8. South Africa - New Equality Inspectors

The South African Department of Labour is going to set up a roving team of inspectors to ensure compliance with the Employment Equity Act. The team should be in place by November. Inspectors are currently undergoing training and will undertake unannounced inspections on companies and government departments with an aim to ensuring compliance with legislation. The legislation requires employers with 50 or more employees to draw up equality plans, display them on notice boards, and discuss them with either workers or their representative trade unions. The team of inspectors will operate like a special task force. The Department has taken this step to improve enforcement of equity legislation. The Department has indicated that companies who fail to comply with the equity laws could be prevented from bidding for lucrative government contracts in the future.


9. Spain - Workshop on Sharing Domestic Responsibilities

The Pamplona local council will organize workshops for women and men geared to sharing domestic responsibilities.
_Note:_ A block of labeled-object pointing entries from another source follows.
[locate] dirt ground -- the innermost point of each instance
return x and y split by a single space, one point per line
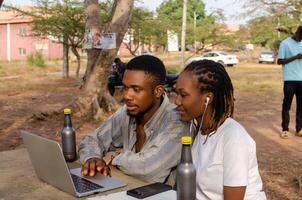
259 110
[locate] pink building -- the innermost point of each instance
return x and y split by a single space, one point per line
17 42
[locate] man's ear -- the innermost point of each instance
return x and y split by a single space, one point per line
159 90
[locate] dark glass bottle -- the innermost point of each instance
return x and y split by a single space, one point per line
68 138
186 173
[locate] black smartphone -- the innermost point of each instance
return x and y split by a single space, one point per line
149 190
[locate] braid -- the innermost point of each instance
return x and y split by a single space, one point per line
212 77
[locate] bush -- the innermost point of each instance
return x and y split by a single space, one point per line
36 59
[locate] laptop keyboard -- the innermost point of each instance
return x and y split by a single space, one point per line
82 185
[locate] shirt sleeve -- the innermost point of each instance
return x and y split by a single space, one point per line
282 51
97 144
155 161
236 162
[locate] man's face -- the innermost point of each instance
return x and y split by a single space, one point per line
138 92
189 101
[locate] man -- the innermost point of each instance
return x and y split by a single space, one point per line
290 56
147 128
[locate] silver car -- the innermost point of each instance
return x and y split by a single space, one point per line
217 56
266 57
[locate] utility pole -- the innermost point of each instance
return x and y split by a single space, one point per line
195 32
278 26
183 33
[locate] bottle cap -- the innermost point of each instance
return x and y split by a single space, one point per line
186 140
67 111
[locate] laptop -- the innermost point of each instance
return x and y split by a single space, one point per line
50 166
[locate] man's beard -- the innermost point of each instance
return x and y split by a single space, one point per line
141 113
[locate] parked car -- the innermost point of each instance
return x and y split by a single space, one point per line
217 56
266 57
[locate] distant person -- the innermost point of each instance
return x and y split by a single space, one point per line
223 153
147 128
290 57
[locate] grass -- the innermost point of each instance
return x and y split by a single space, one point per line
254 77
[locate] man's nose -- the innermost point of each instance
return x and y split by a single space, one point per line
127 95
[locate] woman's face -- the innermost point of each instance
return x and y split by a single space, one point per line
190 101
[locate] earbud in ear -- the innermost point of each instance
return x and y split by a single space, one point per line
207 100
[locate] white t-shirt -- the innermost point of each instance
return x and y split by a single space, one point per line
228 158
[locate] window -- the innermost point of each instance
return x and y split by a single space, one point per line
22 51
22 31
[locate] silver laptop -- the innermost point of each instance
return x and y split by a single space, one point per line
50 166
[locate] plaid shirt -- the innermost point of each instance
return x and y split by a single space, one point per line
160 153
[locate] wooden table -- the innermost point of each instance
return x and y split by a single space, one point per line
19 181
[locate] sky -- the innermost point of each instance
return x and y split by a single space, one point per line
231 8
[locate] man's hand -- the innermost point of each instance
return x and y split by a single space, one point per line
94 165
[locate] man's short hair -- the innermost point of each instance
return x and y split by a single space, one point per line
299 30
151 65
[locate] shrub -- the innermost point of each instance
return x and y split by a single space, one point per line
36 59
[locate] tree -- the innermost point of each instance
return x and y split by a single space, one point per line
63 21
140 29
94 98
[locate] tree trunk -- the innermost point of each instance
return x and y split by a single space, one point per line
94 99
76 53
65 58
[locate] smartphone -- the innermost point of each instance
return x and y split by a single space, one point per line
148 190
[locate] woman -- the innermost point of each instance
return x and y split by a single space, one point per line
223 152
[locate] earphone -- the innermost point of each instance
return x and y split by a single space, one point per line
207 100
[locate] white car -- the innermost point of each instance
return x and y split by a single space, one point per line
266 57
217 56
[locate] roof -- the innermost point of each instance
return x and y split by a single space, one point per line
11 17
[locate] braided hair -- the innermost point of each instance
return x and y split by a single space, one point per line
212 77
The point will be for women to learn to do the tasks generally done by men and vice versa. The women's workshop will include plumbing and heating, electricity, bricklaying and other domestic repairs. The men, on the other hand, will learn cooking and baking, cleaning and dishwashing, and mending clothes and ironing. The courses are free and open to 15 participants.


10. United Nations Human Development Report

The UN Development Programme UNDP released the 2005 Human Development Report on 6 September, a report well known for its human development index, a ranking of 177 countries on the basis of performance on health and education, in addition to per capita income. This year's report focuses on global aid, trade and security policies and their respective roles in lifting the world's poorest people out of poverty. It highlights the world's unfair trade practices which undermine the livelihoods of those who survive on less than 1 USD a day. Poverty is the obstacle to achieving the Millennium Development Goals. The Human Development Report can be downloaded from http://hdr.undp.org/reports/global/2005 and is also available in other languages.
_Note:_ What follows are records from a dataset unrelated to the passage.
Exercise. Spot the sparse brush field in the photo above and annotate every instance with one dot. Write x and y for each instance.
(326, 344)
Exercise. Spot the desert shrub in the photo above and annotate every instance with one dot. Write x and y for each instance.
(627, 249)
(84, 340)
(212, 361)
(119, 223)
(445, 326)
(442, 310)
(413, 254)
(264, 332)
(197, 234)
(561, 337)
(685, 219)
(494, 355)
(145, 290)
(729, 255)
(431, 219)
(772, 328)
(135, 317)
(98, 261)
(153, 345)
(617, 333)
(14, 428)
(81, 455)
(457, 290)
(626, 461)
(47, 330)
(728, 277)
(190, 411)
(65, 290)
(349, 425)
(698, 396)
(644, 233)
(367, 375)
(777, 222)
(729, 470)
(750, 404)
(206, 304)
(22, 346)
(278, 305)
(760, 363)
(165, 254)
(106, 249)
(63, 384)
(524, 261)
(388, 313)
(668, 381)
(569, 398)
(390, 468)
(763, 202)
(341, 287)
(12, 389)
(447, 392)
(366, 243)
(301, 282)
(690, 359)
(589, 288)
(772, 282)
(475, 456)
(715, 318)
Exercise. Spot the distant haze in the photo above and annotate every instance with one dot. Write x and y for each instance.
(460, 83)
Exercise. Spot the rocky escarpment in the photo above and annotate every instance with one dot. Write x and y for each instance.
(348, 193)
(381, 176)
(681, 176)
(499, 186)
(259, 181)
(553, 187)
11. UNIFEM - Progress of the World's Women 2005

Progress of the World's Women 2005: Women, Work and Poverty makes the case for an increased focus on women's informal employment as a key pathway to reducing poverty and strengthening women's economic security. It provides the latest available data on the size and composition of the informal economy and compares national data on average earnings and poverty risk across different segments of the informal and formal workforces to show the links between employment, gender and poverty. It looks at the costs and benefits of informal work and their consequences for women's economic security. It also provides a strategic framework with good practice examples for how to promote decent work for women informal workers and shows why strong organizations of workers in the informal economy are vital to effective policy reforms. This should be a call to make poverty history. The report is available at www.unifem.org.


12. UN Division Dialogue on Violence Against Women

The United Nations Division for the Advancement of Women is hosting a three-week online dialogue to combat violence against women. It will go until 14 October 2005. The online discussion is intended to provide a forum for activists around the world to feed into and help inform the UN work to combat violence. Visit the website to see reports from expert groups on data and statistics, good practice, consultations on key issues and action, a guidance for NGO inputs and the UN Secretary General's report, including the outline of the study. www.un.org/womenwatch/daw/vaw/index.htm.
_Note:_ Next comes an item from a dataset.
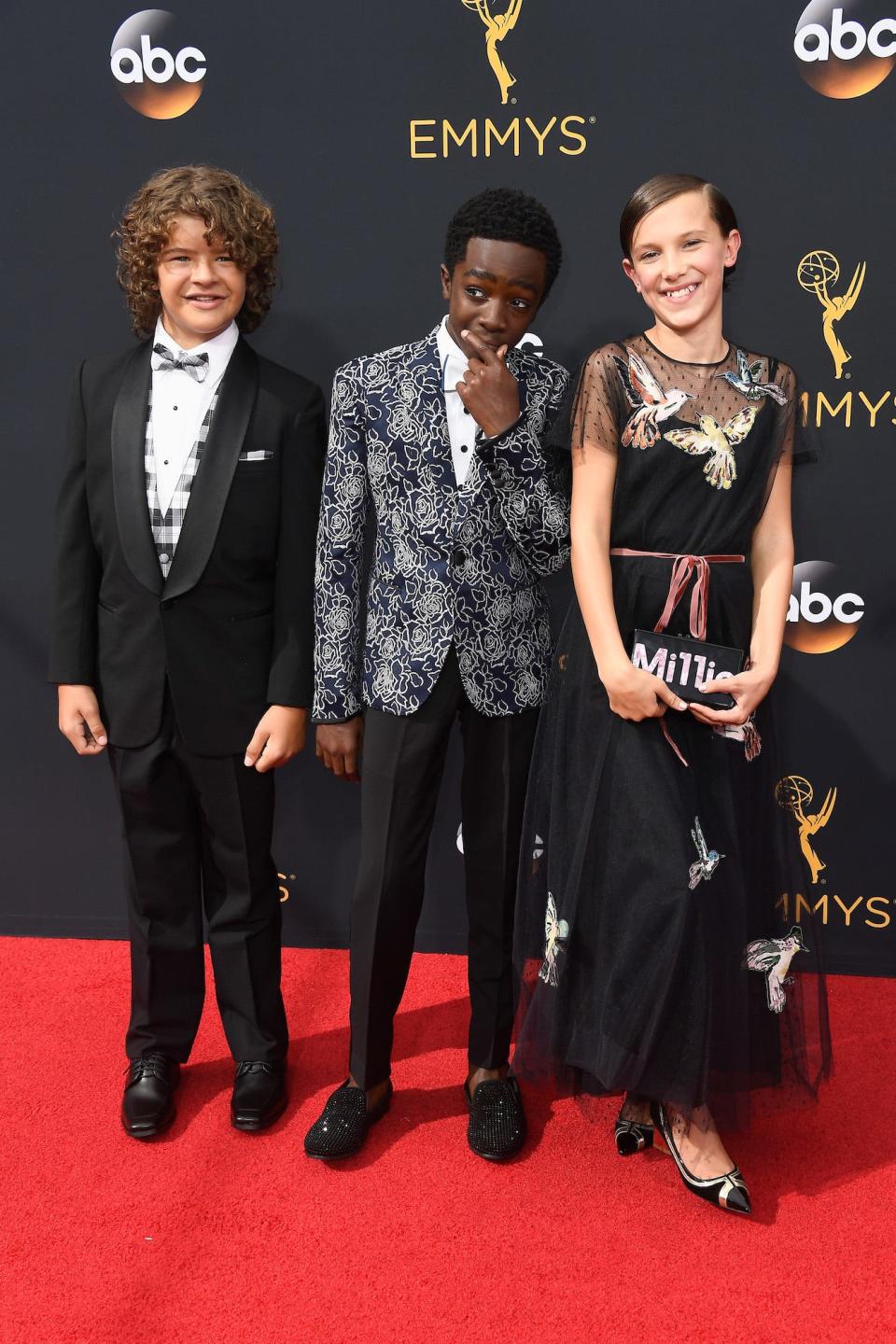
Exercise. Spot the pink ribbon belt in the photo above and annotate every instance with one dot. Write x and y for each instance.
(681, 571)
13. United States - Women's Health

The US Department of Health and Human Services publishes a newsletter on women's health which can be accessed at www.womenshealth.gov. It is also available in Spanish at www.womenshealth.gov/Spanish/


14. World Bank - Equity and Development 2006

Inequality of opportunity, both within and among nations, sustains extreme deprivation, results in wasted human potential and often weakens prospects for overall prosperity and economic growth, concludes the 2006 World Development Report, the World Bank's annual publication. To correct this situation and reduce poverty more effectively, Equity and Development recommends ensuring more equitable access by the poor to health care, education, jobs, capital, and secure land rights, among others. It also calls for greater equality of access to political freedoms and political power, breaking down stereotyping and discrimination, and improving access by the poor to justice systems and infrastructure. For more information about this report see www.econ.worldbank.org/wdr.


15. World March of Women

The World March of Women has published a document critical of the Millennium Development Goals, providing a feminist vision of the 8 goals. It makes suggestions to improve the indicators and to really eliminate poverty as well as violence against women. See www.marchemondiale.org/en/index.html - which is also available in French and Spanish.